December 24th to 26th, 2008
We spent 3 days in Nassau waiting for a weather window to cross the sea to the Exumas. We ended up spending Christmas anchored just out side of Parrot Cay Club a restuarant frequented by all the cruisers that are anchored just in the channel between Nassau and Paradise Island.
So we decided to explore Nassau and the Cruise ship terminals. We did a little grocery shopping, bought some distilled water for the batteries, and a new fire extinguisher to replace the one we used up. We also visited most of the marinas on the main land side of Nassau looking for a possible place to leave Black Diamond for a few months while we head back to Toronto. We found some places charging from 40 cents to 50 cents a foot per day. That would be about $600 US per month, reasonable for the Bahamas. However we did not feel safe leaving it here on the main strip. Anyone can just walk on up to the docks, and Nassau is the only place in the Bahamas that we did not feel 100% safe. We also talk to other cruisers that had their dinghies and motor stolen while they slept on their boats.
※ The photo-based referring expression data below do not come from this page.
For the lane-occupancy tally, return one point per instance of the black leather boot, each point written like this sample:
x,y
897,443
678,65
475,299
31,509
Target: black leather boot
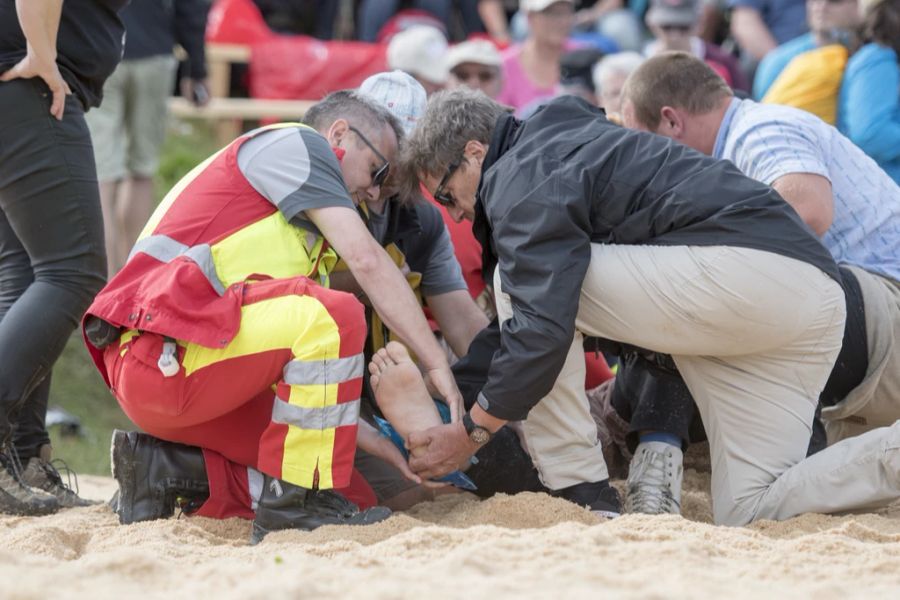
x,y
153,474
286,506
599,497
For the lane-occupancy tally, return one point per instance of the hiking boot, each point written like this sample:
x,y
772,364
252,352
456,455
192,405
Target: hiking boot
x,y
599,497
40,474
654,479
286,506
154,475
16,498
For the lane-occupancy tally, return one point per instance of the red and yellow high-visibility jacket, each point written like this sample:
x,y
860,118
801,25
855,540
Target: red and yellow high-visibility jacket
x,y
212,232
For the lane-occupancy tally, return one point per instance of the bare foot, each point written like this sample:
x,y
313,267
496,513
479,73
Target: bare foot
x,y
400,391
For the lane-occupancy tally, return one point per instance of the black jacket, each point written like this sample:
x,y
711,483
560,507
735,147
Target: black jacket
x,y
565,178
88,44
154,26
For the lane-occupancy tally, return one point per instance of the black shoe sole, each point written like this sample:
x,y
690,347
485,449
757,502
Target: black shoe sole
x,y
123,474
370,516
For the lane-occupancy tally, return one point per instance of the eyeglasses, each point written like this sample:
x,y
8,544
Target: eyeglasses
x,y
678,28
445,198
483,75
381,173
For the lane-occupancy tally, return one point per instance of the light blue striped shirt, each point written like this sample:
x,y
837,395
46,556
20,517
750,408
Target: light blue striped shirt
x,y
767,141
We brought in our motor and chained our dinghy to Black Diamond every night. In Nassau we also chained it up, if we were to leave it on a town dock while we went shopping. This however is not necessary any where else in the Bahamas. Overall we felt very safe and comfortable everywhere else in the Bahamas and maybe we over reacted on the side of caution in Nassau, but better safe than sorry.
Junkanoo is a famous parade that is held throughout much of the Bahamas a few times a year. Usually on Boxing Day and New Years day. The largest Junkanoo festival is held in Nassau. The locals spent a whole year working on and building these costumes and floats. Then they show them off in the parade. The Junkanoo tradition dates back to the days of the slaves according to one gentlemen that we met in Georgetown Exuma. The slaves would often only get one day off a year, either New Years day or Christmas Day. So throughout the year in the evening they would work on costumes that came from their African heritage, and on that one day off, they would celebrate and dance in the streets with their traditional costumes.